If you love someone and you know that they are struggling, and doing the best they can, but you have no idea where they’re coming from, I imagine they would appreciate you taking their hand in yours, telling them that you’re there for them and asking what they need from you. Then be prepared for them to not be sure. None of this is personal. Honestly, sometimes it’s hard when I’m in the middle of a depressive swing that manifests as anger or frustration, for me to even recognize my own needs or behavior. Articulating myself during depression is very challenging, and my thoughts become overwhelmed by tears or confusion. It can be a burden for us, the depressed ones, to constantly teach other people how to deal with our mood disorders because our energy is so limited, but there is a very specific magic in being loved through it that builds a bridge to understanding for both sides. That is the common ground and gateway that can connect you to something you don’t personally experience. Also, there is endless availability for resources to help you if you know someone, but aren’t quite sure what to do next. 
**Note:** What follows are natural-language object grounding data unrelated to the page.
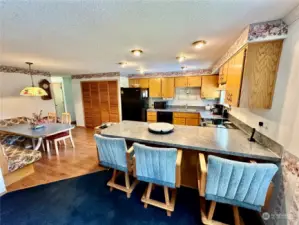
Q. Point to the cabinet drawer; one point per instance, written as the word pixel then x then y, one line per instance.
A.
pixel 185 115
pixel 192 122
pixel 151 113
pixel 152 118
pixel 179 121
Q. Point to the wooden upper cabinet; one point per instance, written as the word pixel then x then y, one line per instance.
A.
pixel 260 72
pixel 155 88
pixel 194 81
pixel 180 81
pixel 133 82
pixel 209 88
pixel 144 82
pixel 167 87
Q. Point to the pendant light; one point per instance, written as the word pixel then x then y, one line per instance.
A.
pixel 32 90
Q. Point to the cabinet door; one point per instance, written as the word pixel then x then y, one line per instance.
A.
pixel 234 79
pixel 181 82
pixel 209 87
pixel 143 83
pixel 134 82
pixel 168 87
pixel 194 81
pixel 155 88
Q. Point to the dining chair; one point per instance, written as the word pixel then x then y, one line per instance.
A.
pixel 158 166
pixel 113 153
pixel 56 138
pixel 240 184
pixel 52 117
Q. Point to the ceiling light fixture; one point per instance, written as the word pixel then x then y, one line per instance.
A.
pixel 184 67
pixel 32 90
pixel 180 58
pixel 141 71
pixel 136 52
pixel 199 44
pixel 122 64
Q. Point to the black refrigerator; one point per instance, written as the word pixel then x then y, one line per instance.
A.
pixel 134 103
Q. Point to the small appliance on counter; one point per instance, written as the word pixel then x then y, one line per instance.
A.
pixel 160 104
pixel 134 103
pixel 160 128
pixel 165 117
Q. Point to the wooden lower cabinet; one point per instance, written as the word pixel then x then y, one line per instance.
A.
pixel 100 102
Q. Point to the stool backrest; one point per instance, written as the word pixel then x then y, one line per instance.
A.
pixel 238 183
pixel 156 165
pixel 112 152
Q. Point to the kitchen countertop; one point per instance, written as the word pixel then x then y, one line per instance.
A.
pixel 214 140
pixel 205 114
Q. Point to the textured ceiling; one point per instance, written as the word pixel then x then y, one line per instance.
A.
pixel 73 37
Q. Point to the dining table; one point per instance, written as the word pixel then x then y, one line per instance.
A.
pixel 38 134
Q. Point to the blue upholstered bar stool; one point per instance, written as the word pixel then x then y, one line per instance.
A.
pixel 113 153
pixel 160 166
pixel 239 184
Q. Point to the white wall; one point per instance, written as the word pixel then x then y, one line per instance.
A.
pixel 282 121
pixel 14 105
pixel 77 95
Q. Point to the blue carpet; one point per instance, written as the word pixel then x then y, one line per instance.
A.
pixel 87 200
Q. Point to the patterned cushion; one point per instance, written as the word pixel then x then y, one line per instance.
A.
pixel 17 156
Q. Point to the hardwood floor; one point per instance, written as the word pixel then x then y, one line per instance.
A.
pixel 71 162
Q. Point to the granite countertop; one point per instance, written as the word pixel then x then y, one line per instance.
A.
pixel 216 140
pixel 205 114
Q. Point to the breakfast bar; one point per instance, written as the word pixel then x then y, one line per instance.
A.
pixel 225 143
pixel 229 142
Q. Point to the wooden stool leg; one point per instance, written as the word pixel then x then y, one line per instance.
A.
pixel 212 210
pixel 113 179
pixel 236 215
pixel 148 193
pixel 166 195
pixel 127 184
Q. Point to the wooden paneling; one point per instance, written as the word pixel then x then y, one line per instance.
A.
pixel 234 79
pixel 260 73
pixel 209 87
pixel 100 102
pixel 144 83
pixel 180 82
pixel 155 88
pixel 194 81
pixel 167 87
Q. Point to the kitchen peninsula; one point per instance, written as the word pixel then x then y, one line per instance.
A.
pixel 230 142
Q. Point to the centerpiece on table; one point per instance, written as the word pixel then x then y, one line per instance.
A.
pixel 37 121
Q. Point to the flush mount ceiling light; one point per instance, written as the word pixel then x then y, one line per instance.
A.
pixel 136 52
pixel 184 67
pixel 141 71
pixel 180 58
pixel 199 44
pixel 32 90
pixel 122 64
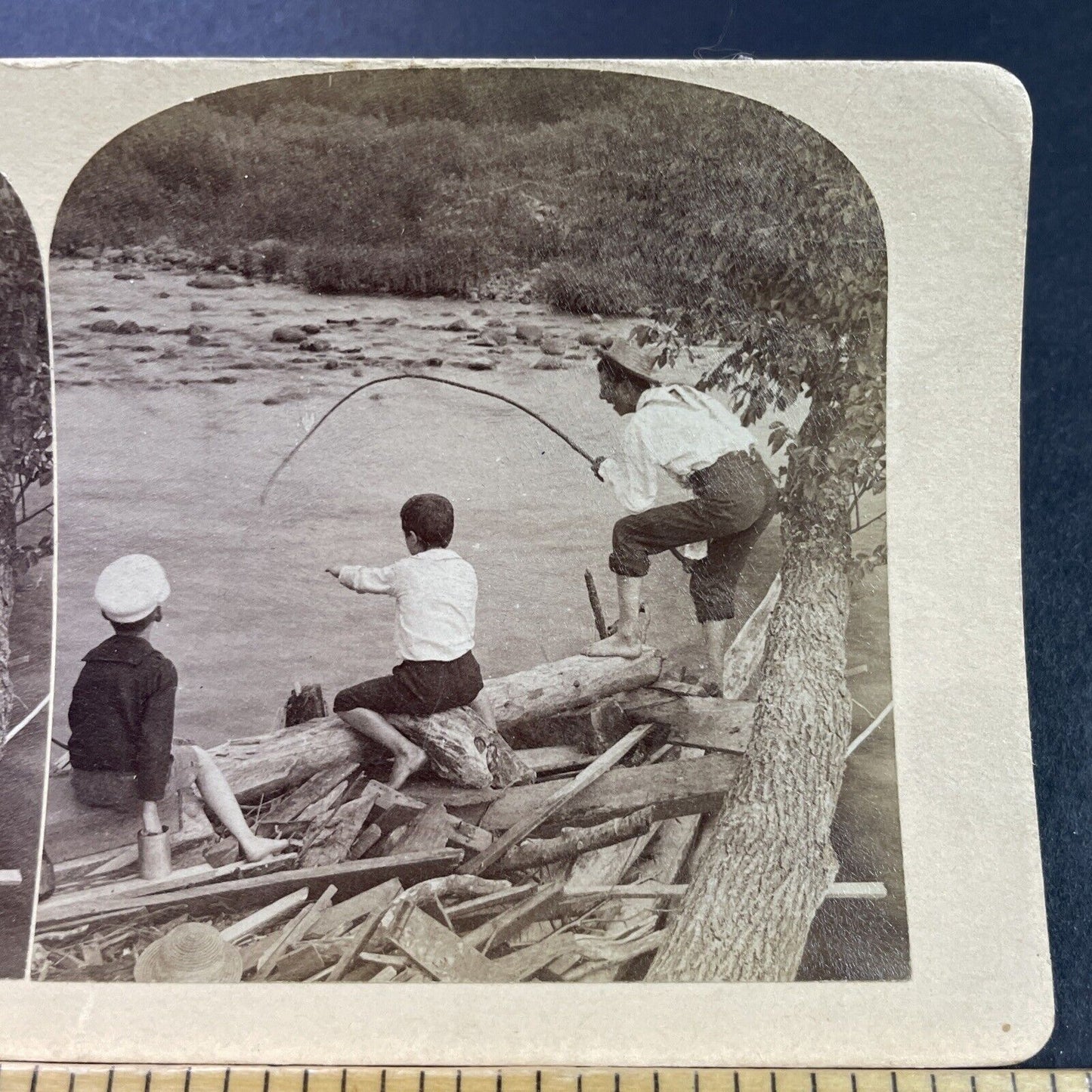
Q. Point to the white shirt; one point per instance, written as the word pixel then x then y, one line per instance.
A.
pixel 679 429
pixel 436 592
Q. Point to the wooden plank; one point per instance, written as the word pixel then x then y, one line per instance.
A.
pixel 74 830
pixel 688 787
pixel 441 952
pixel 351 878
pixel 292 804
pixel 555 802
pixel 294 930
pixel 428 831
pixel 539 905
pixel 487 905
pixel 91 900
pixel 521 964
pixel 336 839
pixel 574 841
pixel 552 759
pixel 268 915
pixel 346 913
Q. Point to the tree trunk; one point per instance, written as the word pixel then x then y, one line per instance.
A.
pixel 9 546
pixel 748 910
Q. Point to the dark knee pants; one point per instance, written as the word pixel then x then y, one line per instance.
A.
pixel 733 503
pixel 417 687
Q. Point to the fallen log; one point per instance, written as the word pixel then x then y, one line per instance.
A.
pixel 351 877
pixel 574 841
pixel 688 787
pixel 284 759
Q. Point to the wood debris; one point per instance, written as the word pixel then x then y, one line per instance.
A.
pixel 574 878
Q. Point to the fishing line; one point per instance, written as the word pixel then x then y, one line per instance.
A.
pixel 426 379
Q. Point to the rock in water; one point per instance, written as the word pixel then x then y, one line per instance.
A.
pixel 215 281
pixel 529 333
pixel 292 336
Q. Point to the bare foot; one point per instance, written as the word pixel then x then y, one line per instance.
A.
pixel 628 648
pixel 407 766
pixel 259 849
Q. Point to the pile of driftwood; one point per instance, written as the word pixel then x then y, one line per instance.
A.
pixel 557 849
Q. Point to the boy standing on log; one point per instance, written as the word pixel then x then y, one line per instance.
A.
pixel 704 447
pixel 436 592
pixel 122 716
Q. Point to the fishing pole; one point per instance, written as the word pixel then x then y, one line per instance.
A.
pixel 427 379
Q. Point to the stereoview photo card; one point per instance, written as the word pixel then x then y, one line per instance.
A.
pixel 547 532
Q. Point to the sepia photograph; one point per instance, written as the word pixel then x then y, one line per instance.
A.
pixel 472 542
pixel 26 537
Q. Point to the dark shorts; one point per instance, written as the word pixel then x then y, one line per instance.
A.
pixel 110 789
pixel 417 687
pixel 734 501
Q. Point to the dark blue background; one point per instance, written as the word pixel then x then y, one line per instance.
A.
pixel 1045 44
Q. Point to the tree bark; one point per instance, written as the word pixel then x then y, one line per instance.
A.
pixel 748 910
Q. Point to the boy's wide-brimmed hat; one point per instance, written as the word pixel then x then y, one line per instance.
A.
pixel 131 588
pixel 190 952
pixel 631 358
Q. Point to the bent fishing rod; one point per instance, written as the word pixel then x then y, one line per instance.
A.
pixel 425 379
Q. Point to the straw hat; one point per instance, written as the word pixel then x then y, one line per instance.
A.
pixel 131 588
pixel 190 952
pixel 631 358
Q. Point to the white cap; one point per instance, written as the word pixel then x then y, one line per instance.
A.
pixel 131 588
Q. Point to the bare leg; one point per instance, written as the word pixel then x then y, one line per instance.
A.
pixel 483 707
pixel 627 641
pixel 409 758
pixel 218 795
pixel 711 670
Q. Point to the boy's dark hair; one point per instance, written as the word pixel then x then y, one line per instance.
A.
pixel 431 518
pixel 125 628
pixel 618 375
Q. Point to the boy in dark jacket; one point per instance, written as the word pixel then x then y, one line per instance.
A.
pixel 122 716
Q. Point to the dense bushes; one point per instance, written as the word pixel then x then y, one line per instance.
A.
pixel 608 193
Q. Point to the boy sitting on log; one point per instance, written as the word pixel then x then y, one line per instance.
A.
pixel 436 592
pixel 122 716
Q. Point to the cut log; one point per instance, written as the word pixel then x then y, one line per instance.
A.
pixel 351 877
pixel 286 758
pixel 462 748
pixel 262 918
pixel 308 704
pixel 689 787
pixel 574 841
pixel 562 795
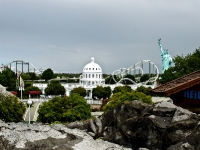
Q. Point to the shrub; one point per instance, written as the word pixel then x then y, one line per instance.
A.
pixel 123 96
pixel 11 108
pixel 79 90
pixel 144 90
pixel 66 109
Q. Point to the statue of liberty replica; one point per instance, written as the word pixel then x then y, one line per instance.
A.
pixel 166 58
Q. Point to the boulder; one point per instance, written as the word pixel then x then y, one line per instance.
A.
pixel 137 125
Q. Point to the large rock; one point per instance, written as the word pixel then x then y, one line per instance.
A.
pixel 19 136
pixel 158 126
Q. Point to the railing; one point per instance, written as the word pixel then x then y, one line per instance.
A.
pixel 99 102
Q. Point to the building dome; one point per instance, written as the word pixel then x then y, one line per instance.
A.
pixel 92 75
pixel 92 67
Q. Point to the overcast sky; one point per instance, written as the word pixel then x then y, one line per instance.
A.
pixel 64 34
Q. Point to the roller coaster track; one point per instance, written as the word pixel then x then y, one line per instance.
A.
pixel 138 67
pixel 31 67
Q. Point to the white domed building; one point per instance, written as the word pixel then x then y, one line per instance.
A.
pixel 91 77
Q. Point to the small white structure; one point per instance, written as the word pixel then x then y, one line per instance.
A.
pixel 91 77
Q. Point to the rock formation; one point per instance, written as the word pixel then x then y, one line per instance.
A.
pixel 19 136
pixel 159 126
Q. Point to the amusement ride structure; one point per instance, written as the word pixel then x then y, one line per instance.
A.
pixel 137 70
pixel 22 66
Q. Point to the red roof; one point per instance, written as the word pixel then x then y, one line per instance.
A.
pixel 179 84
pixel 14 92
pixel 34 92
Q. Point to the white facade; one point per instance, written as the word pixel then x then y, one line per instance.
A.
pixel 91 77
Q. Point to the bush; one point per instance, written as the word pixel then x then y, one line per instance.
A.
pixel 11 109
pixel 79 90
pixel 125 88
pixel 66 109
pixel 144 90
pixel 123 96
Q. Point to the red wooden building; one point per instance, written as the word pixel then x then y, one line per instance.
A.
pixel 184 91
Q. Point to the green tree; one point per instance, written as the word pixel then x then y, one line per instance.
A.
pixel 129 76
pixel 144 78
pixel 182 66
pixel 8 79
pixel 66 109
pixel 48 74
pixel 109 79
pixel 31 88
pixel 124 96
pixel 79 90
pixel 101 92
pixel 145 90
pixel 34 76
pixel 125 88
pixel 11 109
pixel 25 76
pixel 54 87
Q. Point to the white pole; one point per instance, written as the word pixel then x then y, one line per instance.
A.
pixel 29 118
pixel 21 92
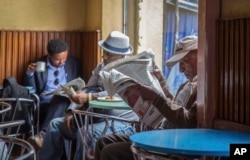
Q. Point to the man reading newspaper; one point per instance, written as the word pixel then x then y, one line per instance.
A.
pixel 179 111
pixel 120 74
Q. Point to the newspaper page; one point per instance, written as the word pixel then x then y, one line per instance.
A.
pixel 119 75
pixel 74 85
pixel 116 82
pixel 137 67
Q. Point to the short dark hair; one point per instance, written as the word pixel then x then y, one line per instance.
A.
pixel 56 46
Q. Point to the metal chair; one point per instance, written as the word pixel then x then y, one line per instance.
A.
pixel 15 148
pixel 84 118
pixel 33 110
pixel 12 147
pixel 141 154
pixel 4 108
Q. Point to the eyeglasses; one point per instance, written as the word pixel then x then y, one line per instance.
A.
pixel 56 81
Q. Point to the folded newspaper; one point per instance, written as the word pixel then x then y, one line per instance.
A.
pixel 118 76
pixel 70 87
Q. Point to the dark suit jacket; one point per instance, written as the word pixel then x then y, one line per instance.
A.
pixel 39 79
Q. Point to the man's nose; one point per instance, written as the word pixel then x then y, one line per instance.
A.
pixel 181 67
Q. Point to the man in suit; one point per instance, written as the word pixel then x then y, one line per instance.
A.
pixel 60 68
pixel 116 46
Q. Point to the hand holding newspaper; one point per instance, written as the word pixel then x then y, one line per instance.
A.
pixel 68 88
pixel 128 90
pixel 123 75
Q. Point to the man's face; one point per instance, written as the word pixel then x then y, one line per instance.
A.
pixel 188 65
pixel 108 57
pixel 59 59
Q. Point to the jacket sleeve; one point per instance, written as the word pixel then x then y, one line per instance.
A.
pixel 180 116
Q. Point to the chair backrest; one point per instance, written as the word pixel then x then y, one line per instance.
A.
pixel 22 109
pixel 4 108
pixel 15 148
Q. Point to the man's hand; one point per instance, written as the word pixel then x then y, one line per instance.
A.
pixel 158 74
pixel 31 68
pixel 79 98
pixel 146 92
pixel 69 122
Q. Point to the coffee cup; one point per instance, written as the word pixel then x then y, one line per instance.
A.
pixel 40 66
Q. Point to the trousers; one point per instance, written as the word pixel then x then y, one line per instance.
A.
pixel 113 147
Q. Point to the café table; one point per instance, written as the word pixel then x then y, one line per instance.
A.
pixel 191 142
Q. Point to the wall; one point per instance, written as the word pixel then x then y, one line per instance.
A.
pixel 42 15
pixel 235 9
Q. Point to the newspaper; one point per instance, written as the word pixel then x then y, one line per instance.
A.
pixel 121 76
pixel 70 87
pixel 137 67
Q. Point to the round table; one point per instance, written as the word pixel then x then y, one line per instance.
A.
pixel 198 142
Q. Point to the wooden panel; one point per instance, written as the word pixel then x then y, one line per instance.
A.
pixel 234 78
pixel 19 48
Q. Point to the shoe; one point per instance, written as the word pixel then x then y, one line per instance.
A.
pixel 37 141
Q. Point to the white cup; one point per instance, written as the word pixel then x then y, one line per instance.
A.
pixel 40 66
Just as we would come together to learn about a physical illness the other one had, we can foster communication in our relationships, remove the stigma to engage in open conversations that invite uncomfortable feelings, creating safety and allowing honesty. 

If you’re at a point with your depression that you feel out of control, and you haven’t already, it’s time to seek professional help, knowing that it is just as vital for you as seeking a medical opinion for physical health issues. If your main frustration is that you feel like you are alone with this and you’re not sure where to put all these feelings, I want to offer you a place that is safe to say, I Am Not Okay. And I am whole. I am struggling. Yet I rise. I feel the shame. And I do not own it. I see the inner workings of all the pieces that create my existence, both cracked and pristine, and I embrace them. 

“She did not know if her gift came from the lord of light or of darkness, and now, finally finding that she didn’t care which, she was overcome with almost indescribable relief, as if a huge weight, long carried, had slipped from her shoulders.”  Stephen King

My evolution has brought me here. I know who I am, with fierce clarity and that every experience is woven into my soul. All things, including my passion and purpose flow from that sacred space. There is no good or bad to that, just things that I choose to grow through. I will continue to check myself for ways that will serve me to be a better person, especially when I have been mean or hurtful. And I will not apologize for the human condition that makes me exactly who I am.

2 thoughts on “That Blue And Lonely Section Of Hell”

  1. I’m learning to bluntly ask myself, and others in the same place, a simple question that sometimes opens things up a bit. “Where does it hurt?” I’m very depressed over the loss of my heart ferret, Chief, and I will carry that pain for the rest of my life. I allow myself to lose it whenever and wherever I need to. And my sweet new baby boy, Esper, is doing his tiny best to fill those gigantic paw prints, and over time, his honking, oinking little heart will capture mine. “Where does it hurt?”

    1. Oh my friend, I’m sorry your heart aches over your companion, Chief. Those are losses we absorb, not get over. Asking where it hurts is so valuable, as it urges us to connect with our inner most feelings, putting a name to the grief, the loneliness, or whatever it is. For me in this moment I am balancing the loss of my social connections, which were so soul feeding and this relentless body pain that stays with me daily, but mostly it has been the shifting of some dear friendships I have had for years. I am evolving in a way that may not include them and it has taken some energy to find my way with it, because they matter greatly to me. More than anything, staying aligned with my truth always win. I think I am grieving so many things right now and feeling like I’m unsteady. Ultimately, I know I have all I need inside of me. Everything teaches me. There is great power in giving a name to our pain, both physical and emotional so we can be proactive in our solutions for ourselves. Love you.